Homework 2 - Cryptography
Due: Friday April 18, 2014 by 11:55pm
Each question is worth 2 points, 20 points total.
- One-time pads are provably secure. Why are one-time pads so rarely used
in practice?
- What is the purpose of the "real-or-random" evaluation of a cryptographic
algorithm?
- Why does combining substitution and transposition (permutation) result
in a higher level of security than either alone?
- DES was extensively in use for over three decades. Do you think AES will
have this sort of staying power? Explain why or why not.
- Explain why encrypting a message then signing it is not secure. Why does
reversing the order (signing then encrypting) provide security?

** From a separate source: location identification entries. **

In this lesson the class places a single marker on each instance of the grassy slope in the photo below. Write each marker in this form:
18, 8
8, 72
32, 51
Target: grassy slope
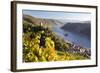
36, 53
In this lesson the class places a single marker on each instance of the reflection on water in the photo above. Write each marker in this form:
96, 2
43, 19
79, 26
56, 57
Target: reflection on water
77, 39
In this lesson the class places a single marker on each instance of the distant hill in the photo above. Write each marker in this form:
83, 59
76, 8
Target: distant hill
38, 21
83, 28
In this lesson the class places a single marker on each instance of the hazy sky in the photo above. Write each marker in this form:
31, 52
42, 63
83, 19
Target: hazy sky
59, 15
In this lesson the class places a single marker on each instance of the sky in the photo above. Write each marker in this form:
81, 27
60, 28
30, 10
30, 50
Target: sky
59, 15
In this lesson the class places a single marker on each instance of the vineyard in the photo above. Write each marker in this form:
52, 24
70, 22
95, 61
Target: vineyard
40, 44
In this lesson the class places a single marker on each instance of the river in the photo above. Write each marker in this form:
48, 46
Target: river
73, 37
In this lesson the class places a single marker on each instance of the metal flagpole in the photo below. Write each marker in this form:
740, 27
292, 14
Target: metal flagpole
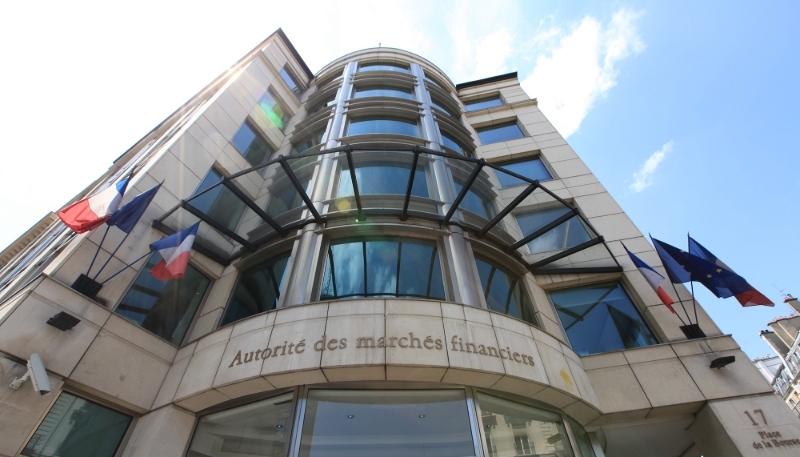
97, 251
126, 267
110, 257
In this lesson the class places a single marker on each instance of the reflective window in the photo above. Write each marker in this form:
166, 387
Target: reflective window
601, 318
383, 91
252, 145
565, 235
504, 291
481, 103
382, 267
455, 146
165, 308
308, 142
383, 67
276, 113
475, 202
410, 423
76, 427
219, 203
513, 429
440, 107
395, 126
257, 429
257, 290
500, 132
530, 168
289, 79
383, 178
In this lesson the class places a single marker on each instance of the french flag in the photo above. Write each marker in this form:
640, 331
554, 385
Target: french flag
653, 278
92, 212
174, 250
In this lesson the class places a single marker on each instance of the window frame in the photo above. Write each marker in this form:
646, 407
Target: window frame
322, 257
636, 301
190, 329
498, 125
94, 399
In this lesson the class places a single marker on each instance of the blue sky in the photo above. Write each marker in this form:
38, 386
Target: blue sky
686, 112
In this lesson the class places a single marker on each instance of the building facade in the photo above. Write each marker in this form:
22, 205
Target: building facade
387, 264
782, 370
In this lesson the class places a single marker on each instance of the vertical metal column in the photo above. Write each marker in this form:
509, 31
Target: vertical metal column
306, 250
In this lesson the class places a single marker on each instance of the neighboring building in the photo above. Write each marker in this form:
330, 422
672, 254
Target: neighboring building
413, 268
783, 370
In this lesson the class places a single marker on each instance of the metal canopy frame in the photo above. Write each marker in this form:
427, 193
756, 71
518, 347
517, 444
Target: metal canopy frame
479, 164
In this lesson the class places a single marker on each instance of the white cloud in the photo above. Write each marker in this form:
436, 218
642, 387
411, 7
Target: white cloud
573, 72
643, 178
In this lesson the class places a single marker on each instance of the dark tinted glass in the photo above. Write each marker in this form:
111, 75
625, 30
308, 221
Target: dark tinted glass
475, 202
75, 427
251, 145
483, 103
398, 423
383, 179
257, 429
390, 267
455, 146
219, 203
601, 318
165, 308
566, 235
276, 113
289, 80
532, 168
386, 125
373, 91
383, 67
504, 291
513, 429
258, 289
501, 132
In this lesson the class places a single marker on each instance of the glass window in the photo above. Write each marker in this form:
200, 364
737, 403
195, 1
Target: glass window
383, 178
252, 145
219, 203
513, 429
438, 106
601, 318
475, 202
76, 427
504, 291
383, 67
393, 126
581, 438
165, 308
383, 91
257, 429
455, 146
530, 168
500, 132
288, 78
481, 103
565, 235
394, 423
382, 267
257, 290
276, 113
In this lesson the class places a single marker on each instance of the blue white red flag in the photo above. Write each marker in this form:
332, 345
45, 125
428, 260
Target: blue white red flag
175, 250
653, 278
747, 295
91, 212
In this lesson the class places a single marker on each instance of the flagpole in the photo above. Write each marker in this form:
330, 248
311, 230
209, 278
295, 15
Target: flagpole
126, 267
111, 256
97, 251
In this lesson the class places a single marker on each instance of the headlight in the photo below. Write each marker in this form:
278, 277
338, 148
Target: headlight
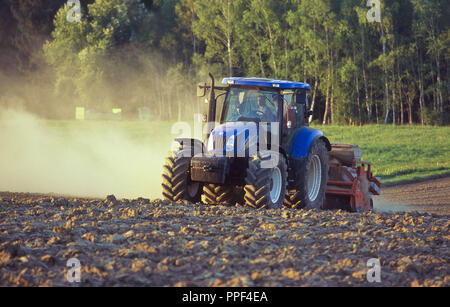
230, 143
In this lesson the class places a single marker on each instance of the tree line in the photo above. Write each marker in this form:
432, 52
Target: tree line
132, 53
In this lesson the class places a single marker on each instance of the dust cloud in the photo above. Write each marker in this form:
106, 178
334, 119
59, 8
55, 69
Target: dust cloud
39, 156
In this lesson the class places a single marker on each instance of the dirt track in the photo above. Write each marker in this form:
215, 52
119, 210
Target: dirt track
158, 243
432, 196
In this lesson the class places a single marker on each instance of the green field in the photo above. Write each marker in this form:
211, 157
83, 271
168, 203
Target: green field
399, 154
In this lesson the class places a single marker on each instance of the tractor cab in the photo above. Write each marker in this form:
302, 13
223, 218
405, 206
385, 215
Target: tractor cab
260, 101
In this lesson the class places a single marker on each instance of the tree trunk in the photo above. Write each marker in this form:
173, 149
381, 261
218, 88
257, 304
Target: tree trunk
366, 91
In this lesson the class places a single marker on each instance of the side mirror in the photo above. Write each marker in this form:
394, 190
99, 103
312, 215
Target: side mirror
201, 89
291, 119
300, 97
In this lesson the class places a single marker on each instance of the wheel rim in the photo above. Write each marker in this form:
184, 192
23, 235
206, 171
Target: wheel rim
275, 185
192, 189
314, 178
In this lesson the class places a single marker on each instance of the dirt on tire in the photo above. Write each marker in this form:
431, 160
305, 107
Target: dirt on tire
140, 242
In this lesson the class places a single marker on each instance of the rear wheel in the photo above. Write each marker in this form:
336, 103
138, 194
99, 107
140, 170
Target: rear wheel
265, 185
313, 177
177, 184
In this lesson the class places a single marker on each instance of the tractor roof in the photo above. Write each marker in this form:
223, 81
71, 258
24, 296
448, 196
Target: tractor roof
262, 82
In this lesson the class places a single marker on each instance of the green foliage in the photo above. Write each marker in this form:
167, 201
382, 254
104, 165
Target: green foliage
394, 71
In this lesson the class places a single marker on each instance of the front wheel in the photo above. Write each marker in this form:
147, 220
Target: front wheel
266, 181
312, 179
177, 184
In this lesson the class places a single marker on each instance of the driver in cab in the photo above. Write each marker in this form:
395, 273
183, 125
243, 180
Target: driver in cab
266, 112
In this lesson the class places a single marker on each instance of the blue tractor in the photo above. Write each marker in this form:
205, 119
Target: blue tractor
259, 151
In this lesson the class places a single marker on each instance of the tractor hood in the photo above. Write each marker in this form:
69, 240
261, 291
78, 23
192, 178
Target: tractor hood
233, 137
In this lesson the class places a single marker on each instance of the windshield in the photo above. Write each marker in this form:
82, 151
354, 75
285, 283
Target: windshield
251, 105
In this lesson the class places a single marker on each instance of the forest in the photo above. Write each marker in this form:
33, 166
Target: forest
130, 54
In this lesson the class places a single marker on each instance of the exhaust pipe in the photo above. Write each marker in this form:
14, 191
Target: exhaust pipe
212, 108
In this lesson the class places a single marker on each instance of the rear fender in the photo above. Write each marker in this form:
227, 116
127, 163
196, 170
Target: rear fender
302, 139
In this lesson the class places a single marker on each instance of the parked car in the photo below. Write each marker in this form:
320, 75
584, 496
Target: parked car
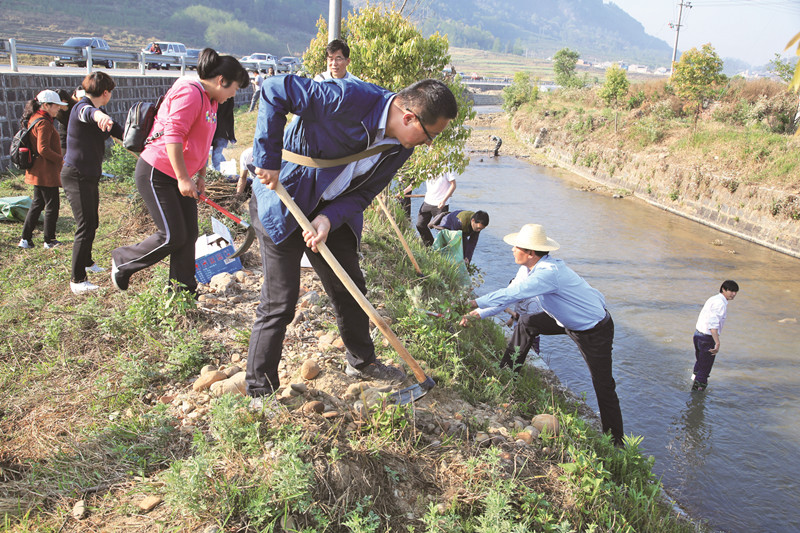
260, 61
193, 54
82, 42
167, 48
290, 63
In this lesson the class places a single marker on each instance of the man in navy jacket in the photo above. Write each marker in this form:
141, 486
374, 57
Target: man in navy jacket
333, 119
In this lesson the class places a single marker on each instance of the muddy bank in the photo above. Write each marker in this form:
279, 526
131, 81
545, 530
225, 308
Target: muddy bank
701, 192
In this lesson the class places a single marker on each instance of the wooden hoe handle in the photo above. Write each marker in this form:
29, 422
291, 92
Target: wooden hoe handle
351, 286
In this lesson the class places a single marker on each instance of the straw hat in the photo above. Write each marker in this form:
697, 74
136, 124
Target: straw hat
532, 237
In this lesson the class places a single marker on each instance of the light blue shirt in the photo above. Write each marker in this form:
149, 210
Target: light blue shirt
563, 295
528, 306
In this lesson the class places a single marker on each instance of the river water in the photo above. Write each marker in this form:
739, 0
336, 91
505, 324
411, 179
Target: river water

- What would be the implication of Jane having the same RSA private key as
Bob's RSA public key? Should Jane change her key pair?
- When websites post large files for users to download, they want to give the
user some assurance that the file is uncorrupted and has not be substituted
with another file. A common method to do this is to list the MD5 hash on
the website with the download link. Is this any better than just having the
download link? Explain why or why not.
- A classic debate among cryptographers (and conspiracy theorists) is how
vulnerable encryption algorithms should be (or actually are for our
conspiracy theorist friends) to government decryption. Explain why having
a "master key" for an encryption algorithm might be a bad idea from a
purely technological perspective (ignoring the government privacy issues
that would also result from such a key).
- A fundamental cryptographic principle states that all messages must have
redundancy. But redundancy can potentially help a cryptanalyst recover
information from the ciphertext. Consider two forms of redundancy. First,
the initial n bits of the plaintext contain a known pattern. Second, the
final n bits of the message contain a hash over the message. From a
security point of view, are these two equivalent? Explain your answer.
- When using Diffie-Hellman key exchange, why is it difficult to protect
against a man-in-the-middle attack when neither party has any a priori
knowledge of each other, such as the server public key in SSH?